The information below comes from the statement of deficiencies compiled by health inspectors and provided to AHCJ by the Centers for Medicare and Medicaid Services. It does not include the steps the hospital plans to take to fix the problem, known as a plan of correction. For that information, you should contact the hospital, your state health department or CMS. Accessing the document may require you to file a Freedom of Information Request. Information on doing so is available here.

QUEENS HOSPITAL CENTER 82-68 164TH STREET JAMAICA, NY 11432 Sept. 30, 2015
VIOLATION: EMERGENCY SERVICES POLICIES Tag No: A1104
Based on record review and interview, in 1 (one) of 11 (eleven) medical records (MR)rewiewed, it was determined that the CPEP ( Comprehensive Psychiatric Emergency Program ) failed to ensure the safe discharge of mentally impaired psychiatric patients.

Findings include:

Review of MR #A on 9/25/15 identified that this patient, diagnosed schizophrenia with reported IQ (intelligence quotient ) of 41, was discharged alone from the CPEP to the street on 7/24/15 at 1055 AM with a Metrocard, without notifying the family or guardian. The CPEP nursing triage note written on 7/24/15 at 0003 hours ( 12:03 AM ) stated "Patient is illiterate and was unable to state his address or his correct age. Patient is a poor historian."

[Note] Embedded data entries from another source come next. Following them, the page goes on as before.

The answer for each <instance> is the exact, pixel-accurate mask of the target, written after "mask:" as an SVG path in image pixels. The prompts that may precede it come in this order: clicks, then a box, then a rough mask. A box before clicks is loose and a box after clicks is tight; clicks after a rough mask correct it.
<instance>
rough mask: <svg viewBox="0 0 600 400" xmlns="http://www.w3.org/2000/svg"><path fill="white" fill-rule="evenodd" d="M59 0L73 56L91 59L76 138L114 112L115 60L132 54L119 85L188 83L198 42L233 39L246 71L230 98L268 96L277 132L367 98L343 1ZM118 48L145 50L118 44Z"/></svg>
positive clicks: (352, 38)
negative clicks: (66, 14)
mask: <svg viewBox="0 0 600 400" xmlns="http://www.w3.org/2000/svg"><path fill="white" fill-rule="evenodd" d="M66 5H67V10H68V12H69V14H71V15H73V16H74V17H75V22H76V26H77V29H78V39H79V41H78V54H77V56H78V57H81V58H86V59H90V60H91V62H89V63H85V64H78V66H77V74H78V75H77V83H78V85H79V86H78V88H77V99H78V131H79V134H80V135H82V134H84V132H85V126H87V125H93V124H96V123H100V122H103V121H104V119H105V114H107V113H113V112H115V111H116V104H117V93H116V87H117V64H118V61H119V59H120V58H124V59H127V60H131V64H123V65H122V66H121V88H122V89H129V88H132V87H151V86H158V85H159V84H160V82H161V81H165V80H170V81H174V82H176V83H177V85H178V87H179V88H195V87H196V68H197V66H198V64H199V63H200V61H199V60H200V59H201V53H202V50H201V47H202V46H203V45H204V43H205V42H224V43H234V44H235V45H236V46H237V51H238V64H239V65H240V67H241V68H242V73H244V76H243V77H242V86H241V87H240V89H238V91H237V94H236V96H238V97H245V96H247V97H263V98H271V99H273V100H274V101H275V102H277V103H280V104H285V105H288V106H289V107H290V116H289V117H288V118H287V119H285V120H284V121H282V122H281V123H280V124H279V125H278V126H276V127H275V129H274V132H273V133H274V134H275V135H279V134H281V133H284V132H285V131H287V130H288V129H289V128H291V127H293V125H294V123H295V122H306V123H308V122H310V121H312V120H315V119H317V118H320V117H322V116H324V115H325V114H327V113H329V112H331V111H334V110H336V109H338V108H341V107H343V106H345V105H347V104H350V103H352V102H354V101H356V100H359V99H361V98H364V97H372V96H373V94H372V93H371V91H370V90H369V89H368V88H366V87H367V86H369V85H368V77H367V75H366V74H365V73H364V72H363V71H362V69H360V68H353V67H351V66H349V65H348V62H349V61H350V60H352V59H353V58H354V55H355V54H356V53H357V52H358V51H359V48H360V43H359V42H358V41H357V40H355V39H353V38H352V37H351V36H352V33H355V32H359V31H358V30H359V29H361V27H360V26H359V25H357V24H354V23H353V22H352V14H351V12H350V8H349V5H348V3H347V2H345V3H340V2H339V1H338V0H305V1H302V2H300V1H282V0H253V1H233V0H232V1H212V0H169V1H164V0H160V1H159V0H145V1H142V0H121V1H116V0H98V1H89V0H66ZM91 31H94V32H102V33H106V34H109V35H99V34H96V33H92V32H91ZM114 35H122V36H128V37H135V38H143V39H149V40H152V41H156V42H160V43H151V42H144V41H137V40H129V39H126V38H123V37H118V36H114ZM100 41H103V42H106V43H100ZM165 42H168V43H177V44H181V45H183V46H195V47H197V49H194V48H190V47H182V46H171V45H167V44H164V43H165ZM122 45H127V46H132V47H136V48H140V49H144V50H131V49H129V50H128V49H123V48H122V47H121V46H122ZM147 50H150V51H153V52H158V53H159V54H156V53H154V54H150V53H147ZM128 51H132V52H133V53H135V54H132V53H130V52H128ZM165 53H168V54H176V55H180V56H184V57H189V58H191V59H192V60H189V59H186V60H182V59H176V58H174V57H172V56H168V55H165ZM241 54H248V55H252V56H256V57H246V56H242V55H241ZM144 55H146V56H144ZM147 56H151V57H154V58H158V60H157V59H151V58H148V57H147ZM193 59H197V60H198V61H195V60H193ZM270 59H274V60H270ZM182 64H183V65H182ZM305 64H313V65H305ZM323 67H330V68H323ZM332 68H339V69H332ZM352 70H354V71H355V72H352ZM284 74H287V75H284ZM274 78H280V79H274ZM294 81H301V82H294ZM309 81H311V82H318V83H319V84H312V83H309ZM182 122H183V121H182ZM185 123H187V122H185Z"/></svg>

The documentation stated the patient was given discharge instructions which were "understood by the patient " and are signed with an " X." The mark " X " is found on multiple CPEP forms that are complex and needed to be explained to the patient and there is no documented evidence that this was done. He was given " transportation money " by the social worker" and there was no documented re-assessment of his inability to report his address or how to get home . Review of the record found no specific discharge instructions regarding medications received or prescribed or any specific follow up.

At interview with Staff #3, CPEP Psychiatric Director, on 9/30 /15 at 2:00 PM, it was stated the CPEP attending physician failed to communicate with the PA (Physician Assistant) prior to discharging the patient, as to the specific need for a family member to accompany the patient home due to mental retardation. He further stated that in his investigation of the incident that the PA was aware of the patient's guardian's specific request that he be notified of the patient's discharge in that the patient was mentally retarded.